I read that you only have sixty days before you have to be out.

January to May

There were no steps at her front door, only the two-by-eight brace that had held them, and a rectangular patch of bare earth where they had been. I had to stretch to reach the door bell. High-pitched barking preceded the shuffle of feet and a voice. “Hold on.”

She opened the door a few inches so the dog wouldn’t get out. I’d seen her retrieving her newspaper in the morning when I drove by on my way to work. She was a thinner version of the Maxine cartoon character, minus any concern for her hair, which was covered that day in a blue bandana. She aimed a kick at the scruffy-looking terrier who jostled with her for space at the threshold.

“Hi,” I said, “I’m Jan Becker.

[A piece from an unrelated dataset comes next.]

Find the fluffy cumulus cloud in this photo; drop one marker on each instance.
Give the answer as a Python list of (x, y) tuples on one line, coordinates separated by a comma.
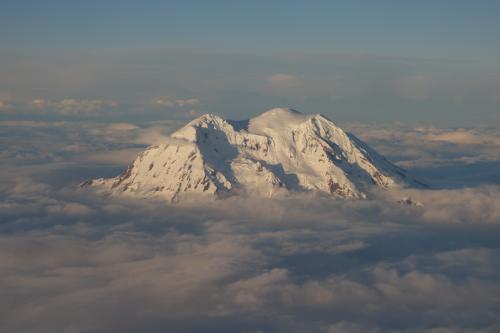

I live a couple of miles from you.” Perspiration prickled at the back of my neck as I stood there in the midday sun.

She reached out to flick ashes from her cigarette onto the ground and started to say something, but was interrupted by a truck that pulled into the driveway. “By God, they’re back with my steps!” She motioned to me. “You’ll have to step out of the way, hon, so’s they can finish up.”

I found shade beneath a maple, thinking about the story that had been in the paper, about how several houses along Sumner Road were being torn down for the new freeway overpass. The residences were all vacant now, save one–the home of Irene Bergman, the woman I’d come to see. Her refusal to budge was causing delays for the state highway department.

Two men got out of the truck, unloaded pre-assembled wooden steps and installed them over the brace. I heard Irene ask how much she owed.

“Two hundred should do it.”

The way she snapped her battered black purse shut after she paid them, I imagined that the expense would strain her budget. She shifted her attention back to me as the truck pulled away.

“You say you live close by?”

“That’s right.”

“I had to get them steps fixed before somebody broke their damn neck.” She spoke defensively, as if she was challenging me to argue. When I didn’t, she must have decided I was all right. “Come on in,” she said.

A cluttered display of photos on the fireplace mantle caught my attention along with a half-read Tom Clancy paperback turned face-down on a dusty table next to her chair. A stack of old newspapers on the hearth made a resting place for a collection of mail.

She was looking at me expectantly when I turned back to her. “I read about you in the paper,” I began.

She snorted. “Who hasn’t?”

“I don’t mean to butt in, but I thought you might need help moving, if there’s no one else.”

I didn’t tell her that my mother had just died or that I was feeling at loose ends. I didn’t know then, and still don’t know if what I was feeling was charitable or if I was lapsing back into a childhood habit of subconsciously searching for my birth mother. I’d wondered about her all my life, although I’d never tried to find her. Guilty loyalty to my adoptive parents had always prevented me.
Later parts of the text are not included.